Distributed Denial of Service

by Felix Kinaro About 2 min reading time

Distributed denial of service results from multiple devices overwhelming servers and load balancers with voluminous traffic. This is achieved using botnets, abusing authentication protocols or misconfigured services. There are many types of DDos attacks.

UDP Flood

Random ports on a target machine are flooded with UDP packets on multiple ports. This causes it to listen for applications on those ports and report with ICMP packets. UDP is a sessionless protocol with no flow control.

SYN Flood

Multiple sources send repeaed spoofed SYN requests to a target server, which responds with an ACK packet to complete the TCP connection. Instead of closing the connection, it is allowed to time out. The hosts resources may be stretched when attempting to fulfil all requests, and the server will go offline.

Reflection Attack

An attacker creates forged packets which are sent out to as many connected devices as possible. The devices respond to a spoofed address which directs traffic to the target. The devices attempt to communicate with the target concurrently, which overwhelms the server with bogus traffic exhausting resources.

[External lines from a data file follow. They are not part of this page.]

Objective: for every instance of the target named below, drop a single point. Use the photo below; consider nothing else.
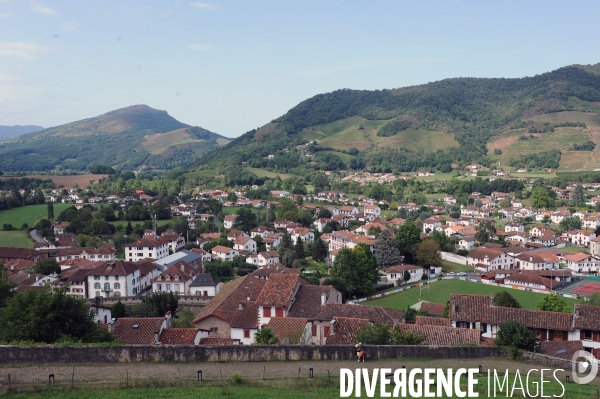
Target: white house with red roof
(114, 279)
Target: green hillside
(128, 138)
(431, 126)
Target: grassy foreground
(286, 389)
(441, 290)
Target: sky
(231, 66)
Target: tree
(515, 335)
(299, 249)
(570, 223)
(428, 253)
(407, 237)
(485, 231)
(358, 269)
(265, 337)
(47, 266)
(577, 194)
(246, 220)
(118, 310)
(386, 250)
(50, 211)
(594, 299)
(541, 198)
(6, 287)
(47, 316)
(319, 250)
(129, 228)
(505, 299)
(553, 303)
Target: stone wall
(164, 353)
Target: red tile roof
(478, 308)
(346, 329)
(279, 289)
(433, 321)
(143, 334)
(289, 330)
(178, 336)
(226, 302)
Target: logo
(584, 363)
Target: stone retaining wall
(254, 353)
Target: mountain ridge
(120, 138)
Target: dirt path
(121, 373)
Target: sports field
(587, 288)
(440, 291)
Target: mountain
(548, 120)
(128, 138)
(7, 132)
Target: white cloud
(28, 51)
(199, 47)
(43, 10)
(70, 26)
(204, 6)
(361, 66)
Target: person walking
(360, 352)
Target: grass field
(361, 133)
(29, 214)
(67, 181)
(441, 290)
(265, 173)
(17, 238)
(319, 388)
(448, 266)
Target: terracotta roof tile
(346, 329)
(288, 329)
(127, 332)
(479, 308)
(178, 336)
(279, 289)
(433, 321)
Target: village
(503, 242)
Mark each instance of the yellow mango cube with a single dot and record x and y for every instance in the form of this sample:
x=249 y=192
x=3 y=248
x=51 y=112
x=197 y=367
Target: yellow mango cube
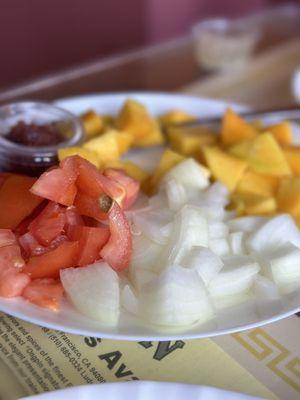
x=264 y=155
x=135 y=119
x=288 y=196
x=224 y=167
x=235 y=130
x=154 y=137
x=125 y=140
x=292 y=155
x=105 y=146
x=92 y=124
x=89 y=155
x=168 y=160
x=252 y=182
x=188 y=141
x=282 y=132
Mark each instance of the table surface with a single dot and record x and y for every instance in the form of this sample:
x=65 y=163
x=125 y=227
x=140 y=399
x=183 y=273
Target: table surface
x=164 y=67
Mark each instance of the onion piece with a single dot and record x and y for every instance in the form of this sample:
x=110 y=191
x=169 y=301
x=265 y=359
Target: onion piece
x=176 y=298
x=189 y=229
x=204 y=261
x=236 y=277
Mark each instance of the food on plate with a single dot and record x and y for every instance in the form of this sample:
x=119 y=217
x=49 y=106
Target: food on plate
x=84 y=231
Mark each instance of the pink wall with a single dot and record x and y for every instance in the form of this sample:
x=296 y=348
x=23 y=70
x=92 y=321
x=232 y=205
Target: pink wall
x=41 y=36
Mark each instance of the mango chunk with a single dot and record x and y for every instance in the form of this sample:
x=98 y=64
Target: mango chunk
x=168 y=160
x=105 y=146
x=224 y=167
x=188 y=141
x=252 y=182
x=155 y=137
x=175 y=117
x=250 y=204
x=130 y=168
x=92 y=123
x=125 y=140
x=288 y=196
x=135 y=119
x=235 y=130
x=282 y=132
x=264 y=155
x=292 y=154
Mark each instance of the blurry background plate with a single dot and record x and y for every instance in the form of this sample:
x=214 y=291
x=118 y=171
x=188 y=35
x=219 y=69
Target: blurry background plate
x=229 y=320
x=142 y=391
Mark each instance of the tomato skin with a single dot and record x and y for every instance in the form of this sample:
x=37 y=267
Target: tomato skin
x=91 y=241
x=130 y=185
x=46 y=293
x=89 y=206
x=7 y=237
x=49 y=264
x=48 y=224
x=93 y=183
x=56 y=185
x=12 y=282
x=118 y=249
x=16 y=200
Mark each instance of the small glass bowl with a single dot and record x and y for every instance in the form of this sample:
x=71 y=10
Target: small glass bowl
x=15 y=157
x=224 y=44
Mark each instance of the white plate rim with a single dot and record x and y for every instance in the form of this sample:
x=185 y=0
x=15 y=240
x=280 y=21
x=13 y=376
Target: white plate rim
x=184 y=335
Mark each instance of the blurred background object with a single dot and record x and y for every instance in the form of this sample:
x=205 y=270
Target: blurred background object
x=39 y=37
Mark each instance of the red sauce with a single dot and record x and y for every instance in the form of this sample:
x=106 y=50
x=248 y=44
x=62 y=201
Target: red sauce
x=35 y=135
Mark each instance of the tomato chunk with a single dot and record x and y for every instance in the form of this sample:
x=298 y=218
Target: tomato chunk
x=7 y=237
x=46 y=293
x=49 y=264
x=118 y=249
x=48 y=224
x=12 y=282
x=10 y=256
x=130 y=185
x=16 y=201
x=89 y=206
x=91 y=240
x=56 y=185
x=93 y=183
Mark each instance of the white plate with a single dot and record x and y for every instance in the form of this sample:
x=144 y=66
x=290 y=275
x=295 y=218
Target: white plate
x=231 y=320
x=142 y=390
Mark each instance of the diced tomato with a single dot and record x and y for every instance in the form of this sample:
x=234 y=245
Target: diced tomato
x=130 y=185
x=118 y=249
x=48 y=224
x=46 y=293
x=89 y=206
x=49 y=264
x=10 y=256
x=3 y=176
x=12 y=282
x=91 y=241
x=16 y=201
x=22 y=228
x=7 y=237
x=56 y=185
x=31 y=247
x=73 y=218
x=93 y=183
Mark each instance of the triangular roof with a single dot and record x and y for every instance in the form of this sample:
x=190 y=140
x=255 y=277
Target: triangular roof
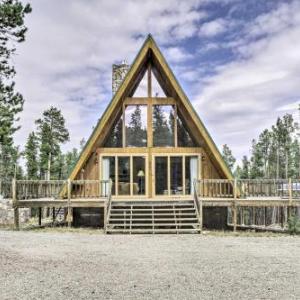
x=130 y=82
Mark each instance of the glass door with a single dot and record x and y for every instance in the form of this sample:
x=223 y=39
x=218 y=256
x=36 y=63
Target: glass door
x=174 y=175
x=127 y=173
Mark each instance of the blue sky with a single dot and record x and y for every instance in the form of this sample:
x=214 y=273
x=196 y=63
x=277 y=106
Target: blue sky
x=238 y=61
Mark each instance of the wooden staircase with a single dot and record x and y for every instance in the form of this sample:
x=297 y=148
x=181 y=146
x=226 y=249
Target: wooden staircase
x=152 y=217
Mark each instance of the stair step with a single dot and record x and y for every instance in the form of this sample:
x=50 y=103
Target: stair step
x=150 y=214
x=153 y=224
x=192 y=230
x=151 y=209
x=155 y=220
x=151 y=204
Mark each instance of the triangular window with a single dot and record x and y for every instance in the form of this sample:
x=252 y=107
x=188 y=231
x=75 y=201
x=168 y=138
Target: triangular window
x=184 y=137
x=114 y=137
x=157 y=90
x=142 y=88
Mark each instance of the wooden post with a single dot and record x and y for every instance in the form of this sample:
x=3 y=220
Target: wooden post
x=290 y=198
x=15 y=205
x=40 y=216
x=200 y=214
x=234 y=208
x=69 y=216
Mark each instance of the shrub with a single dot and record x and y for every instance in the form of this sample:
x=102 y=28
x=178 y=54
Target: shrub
x=294 y=224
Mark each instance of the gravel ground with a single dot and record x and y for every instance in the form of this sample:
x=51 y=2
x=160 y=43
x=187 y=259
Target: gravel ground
x=72 y=265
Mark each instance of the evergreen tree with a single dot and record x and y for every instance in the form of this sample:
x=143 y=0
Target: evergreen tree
x=161 y=130
x=31 y=156
x=244 y=174
x=71 y=158
x=51 y=132
x=256 y=161
x=137 y=136
x=228 y=156
x=12 y=31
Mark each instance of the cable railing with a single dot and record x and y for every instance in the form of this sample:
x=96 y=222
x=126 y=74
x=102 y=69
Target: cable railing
x=5 y=189
x=39 y=189
x=249 y=188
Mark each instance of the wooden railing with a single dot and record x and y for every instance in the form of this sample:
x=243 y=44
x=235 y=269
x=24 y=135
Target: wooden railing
x=37 y=189
x=198 y=204
x=215 y=188
x=90 y=188
x=5 y=189
x=59 y=189
x=248 y=188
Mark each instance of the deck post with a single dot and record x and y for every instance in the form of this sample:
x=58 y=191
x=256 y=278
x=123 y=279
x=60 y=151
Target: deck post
x=69 y=216
x=290 y=198
x=234 y=208
x=40 y=216
x=15 y=205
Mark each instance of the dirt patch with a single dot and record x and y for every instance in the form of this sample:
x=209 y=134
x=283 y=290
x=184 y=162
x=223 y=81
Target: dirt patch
x=80 y=265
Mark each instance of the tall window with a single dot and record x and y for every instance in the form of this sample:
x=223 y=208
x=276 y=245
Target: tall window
x=108 y=173
x=163 y=125
x=124 y=175
x=136 y=126
x=139 y=175
x=184 y=138
x=114 y=139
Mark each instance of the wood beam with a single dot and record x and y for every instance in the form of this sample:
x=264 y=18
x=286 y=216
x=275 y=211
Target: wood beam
x=145 y=100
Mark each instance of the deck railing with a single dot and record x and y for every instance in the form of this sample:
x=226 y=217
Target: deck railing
x=89 y=188
x=58 y=189
x=248 y=188
x=5 y=189
x=37 y=189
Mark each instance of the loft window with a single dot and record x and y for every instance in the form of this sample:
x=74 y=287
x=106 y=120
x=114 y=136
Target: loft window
x=114 y=139
x=136 y=125
x=184 y=138
x=163 y=125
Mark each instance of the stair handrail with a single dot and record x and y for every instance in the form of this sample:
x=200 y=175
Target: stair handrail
x=197 y=203
x=108 y=206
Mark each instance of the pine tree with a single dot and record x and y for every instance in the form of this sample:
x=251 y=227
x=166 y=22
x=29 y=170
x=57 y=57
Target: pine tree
x=244 y=174
x=31 y=156
x=228 y=156
x=12 y=31
x=51 y=132
x=71 y=158
x=161 y=130
x=256 y=161
x=136 y=135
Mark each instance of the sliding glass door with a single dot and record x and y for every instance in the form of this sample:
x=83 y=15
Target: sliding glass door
x=174 y=175
x=127 y=173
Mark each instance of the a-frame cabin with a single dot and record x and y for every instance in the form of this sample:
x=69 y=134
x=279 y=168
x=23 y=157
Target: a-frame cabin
x=150 y=141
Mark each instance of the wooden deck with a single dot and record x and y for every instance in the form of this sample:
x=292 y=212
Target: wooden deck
x=233 y=194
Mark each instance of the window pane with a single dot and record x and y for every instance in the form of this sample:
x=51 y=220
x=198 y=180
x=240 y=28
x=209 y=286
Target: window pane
x=191 y=173
x=124 y=175
x=163 y=125
x=114 y=139
x=184 y=137
x=136 y=125
x=139 y=175
x=176 y=175
x=161 y=175
x=108 y=173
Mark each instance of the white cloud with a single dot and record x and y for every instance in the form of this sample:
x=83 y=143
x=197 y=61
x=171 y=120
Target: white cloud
x=244 y=96
x=213 y=28
x=176 y=54
x=70 y=47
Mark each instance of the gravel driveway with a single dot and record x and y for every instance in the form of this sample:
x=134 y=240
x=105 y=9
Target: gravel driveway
x=55 y=265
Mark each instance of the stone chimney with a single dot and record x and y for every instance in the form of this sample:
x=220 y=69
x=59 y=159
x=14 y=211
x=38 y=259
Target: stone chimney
x=118 y=74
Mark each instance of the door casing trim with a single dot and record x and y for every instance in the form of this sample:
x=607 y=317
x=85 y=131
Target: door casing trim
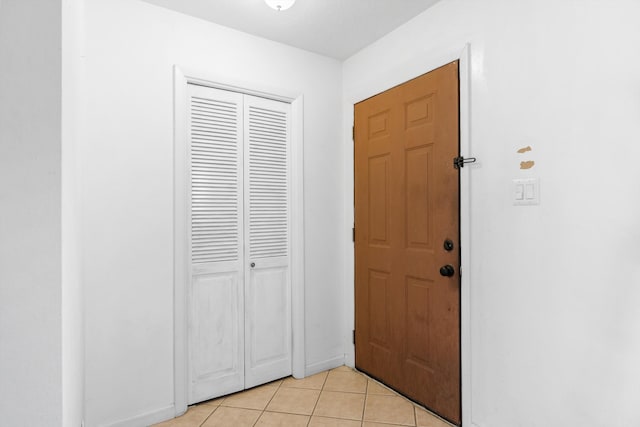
x=182 y=77
x=436 y=60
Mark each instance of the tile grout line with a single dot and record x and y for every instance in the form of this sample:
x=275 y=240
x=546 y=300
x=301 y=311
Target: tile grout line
x=366 y=396
x=320 y=394
x=208 y=416
x=265 y=406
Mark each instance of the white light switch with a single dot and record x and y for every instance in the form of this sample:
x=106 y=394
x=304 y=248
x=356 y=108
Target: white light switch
x=526 y=191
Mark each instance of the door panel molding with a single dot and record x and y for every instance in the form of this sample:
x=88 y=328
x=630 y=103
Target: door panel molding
x=387 y=80
x=183 y=77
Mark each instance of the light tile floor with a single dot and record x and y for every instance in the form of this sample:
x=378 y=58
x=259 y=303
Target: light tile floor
x=336 y=398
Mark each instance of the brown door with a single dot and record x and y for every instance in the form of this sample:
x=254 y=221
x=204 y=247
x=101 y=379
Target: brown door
x=406 y=207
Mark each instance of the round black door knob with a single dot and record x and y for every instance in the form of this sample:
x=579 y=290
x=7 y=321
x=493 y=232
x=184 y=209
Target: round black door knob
x=447 y=270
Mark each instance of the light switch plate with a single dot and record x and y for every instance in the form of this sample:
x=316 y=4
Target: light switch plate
x=526 y=191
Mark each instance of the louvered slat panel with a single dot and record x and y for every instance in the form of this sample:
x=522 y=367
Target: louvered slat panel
x=214 y=180
x=268 y=183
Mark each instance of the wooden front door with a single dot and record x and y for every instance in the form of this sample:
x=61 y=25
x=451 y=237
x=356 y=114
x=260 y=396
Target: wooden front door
x=407 y=290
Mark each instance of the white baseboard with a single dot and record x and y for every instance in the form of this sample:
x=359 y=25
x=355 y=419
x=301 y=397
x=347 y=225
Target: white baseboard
x=325 y=365
x=147 y=419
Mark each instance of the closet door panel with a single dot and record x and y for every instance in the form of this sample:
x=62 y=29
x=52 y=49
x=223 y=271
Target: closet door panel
x=216 y=290
x=267 y=198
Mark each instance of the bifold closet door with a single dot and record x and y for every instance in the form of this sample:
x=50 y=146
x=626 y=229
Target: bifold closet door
x=239 y=325
x=216 y=291
x=267 y=280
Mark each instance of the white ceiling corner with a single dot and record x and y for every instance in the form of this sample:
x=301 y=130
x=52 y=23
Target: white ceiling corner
x=334 y=28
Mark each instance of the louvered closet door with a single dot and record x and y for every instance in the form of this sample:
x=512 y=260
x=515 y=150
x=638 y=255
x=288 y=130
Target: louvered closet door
x=216 y=291
x=268 y=284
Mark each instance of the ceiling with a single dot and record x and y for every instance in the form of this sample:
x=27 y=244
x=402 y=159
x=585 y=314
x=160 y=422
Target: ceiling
x=334 y=28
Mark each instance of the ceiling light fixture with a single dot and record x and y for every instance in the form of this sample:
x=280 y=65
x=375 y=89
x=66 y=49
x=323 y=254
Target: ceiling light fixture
x=280 y=5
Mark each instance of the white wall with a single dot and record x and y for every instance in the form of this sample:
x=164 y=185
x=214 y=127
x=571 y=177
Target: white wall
x=72 y=291
x=126 y=154
x=555 y=287
x=30 y=213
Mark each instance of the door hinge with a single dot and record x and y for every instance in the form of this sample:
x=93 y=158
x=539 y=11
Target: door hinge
x=459 y=162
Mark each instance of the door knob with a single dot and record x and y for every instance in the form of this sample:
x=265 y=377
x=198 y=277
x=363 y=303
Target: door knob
x=447 y=270
x=448 y=245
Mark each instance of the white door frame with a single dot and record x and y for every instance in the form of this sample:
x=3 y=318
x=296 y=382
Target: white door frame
x=438 y=59
x=182 y=77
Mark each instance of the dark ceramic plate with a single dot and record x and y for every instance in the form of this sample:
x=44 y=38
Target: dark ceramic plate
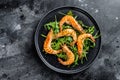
x=51 y=60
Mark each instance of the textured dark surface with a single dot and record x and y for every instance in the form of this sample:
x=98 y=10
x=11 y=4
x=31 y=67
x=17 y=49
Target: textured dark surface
x=18 y=57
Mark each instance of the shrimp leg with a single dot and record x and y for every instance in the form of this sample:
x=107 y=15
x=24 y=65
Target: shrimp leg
x=47 y=44
x=70 y=20
x=80 y=42
x=70 y=56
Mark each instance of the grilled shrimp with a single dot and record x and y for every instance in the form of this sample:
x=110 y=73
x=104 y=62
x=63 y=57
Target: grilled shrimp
x=68 y=32
x=70 y=56
x=70 y=20
x=47 y=44
x=80 y=42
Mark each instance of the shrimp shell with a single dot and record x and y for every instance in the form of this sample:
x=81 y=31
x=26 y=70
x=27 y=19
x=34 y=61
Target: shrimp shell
x=70 y=56
x=68 y=32
x=47 y=44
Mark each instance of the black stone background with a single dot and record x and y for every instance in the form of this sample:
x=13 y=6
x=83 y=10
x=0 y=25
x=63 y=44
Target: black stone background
x=18 y=57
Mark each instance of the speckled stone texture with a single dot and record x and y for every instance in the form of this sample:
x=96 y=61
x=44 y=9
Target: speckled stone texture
x=18 y=57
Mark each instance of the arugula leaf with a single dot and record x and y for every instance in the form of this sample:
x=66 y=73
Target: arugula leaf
x=43 y=35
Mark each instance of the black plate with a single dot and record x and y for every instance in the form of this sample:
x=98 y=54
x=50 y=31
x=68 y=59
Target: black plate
x=51 y=60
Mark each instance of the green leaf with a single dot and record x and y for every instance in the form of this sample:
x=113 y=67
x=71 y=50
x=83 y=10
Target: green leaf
x=43 y=35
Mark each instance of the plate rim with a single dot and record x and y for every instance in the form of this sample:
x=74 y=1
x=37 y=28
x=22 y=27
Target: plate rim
x=40 y=54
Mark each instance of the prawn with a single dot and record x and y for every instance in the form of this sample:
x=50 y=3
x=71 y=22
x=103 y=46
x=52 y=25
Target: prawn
x=68 y=32
x=70 y=20
x=47 y=44
x=70 y=56
x=80 y=42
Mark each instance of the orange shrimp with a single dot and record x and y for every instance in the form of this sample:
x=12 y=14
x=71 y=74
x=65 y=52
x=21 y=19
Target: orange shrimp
x=80 y=42
x=47 y=44
x=70 y=20
x=70 y=56
x=68 y=32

Degradation of Service Attacks

These are often confused with an increase in traffic. Tje attacker's aim is to slow down the page load speed to a crawl, making a site unusable by most people. Botnets are used to generate malicious traffic which slows the response to valid user requests.

Slowloris

Slowloris is a tool that attacks machines by opening connections to a target machine and sending partial requests. The connections are kept open for the maximum time possible, using up resources on the server while fewer resources are used on the attacker's device. HTTP headers are also sent at intervals, further contributing to the load.

Peer-to-Peer Attacks

In P2P attacks, a P2P server is hijacked to route traffic to a target. Clients using the server are redirected to the target site where their collective requests overwhelm the target. It is particularly ideal for attackers who do not wish to write target-specific malware aimed at specific OS or device.

DNS Reflection

The attacker sends small requests to a DNS server and asks the server to send a larger reply to the target. If for instance a botnet is used to send out the requests, the target can receive traffic that is up to &0 times of the original request

Application specific attacks.

These target specific applications and content management systems such as WordPress or Joomla. The attack can be successful even with a few attacking machines as they are hard to detect.

Multi-Vector Attacks.

This is a complex attack where multiple methods and tools are used to cause denial of service. This can be a combination of malware, botnets and misconfigured services exposed on the internet.

Unintended DDoS.

This is usually caused by a spike in traffic. For instance if running a WordPress site, it may go oofline if the number of requests causes it to exhaust memory.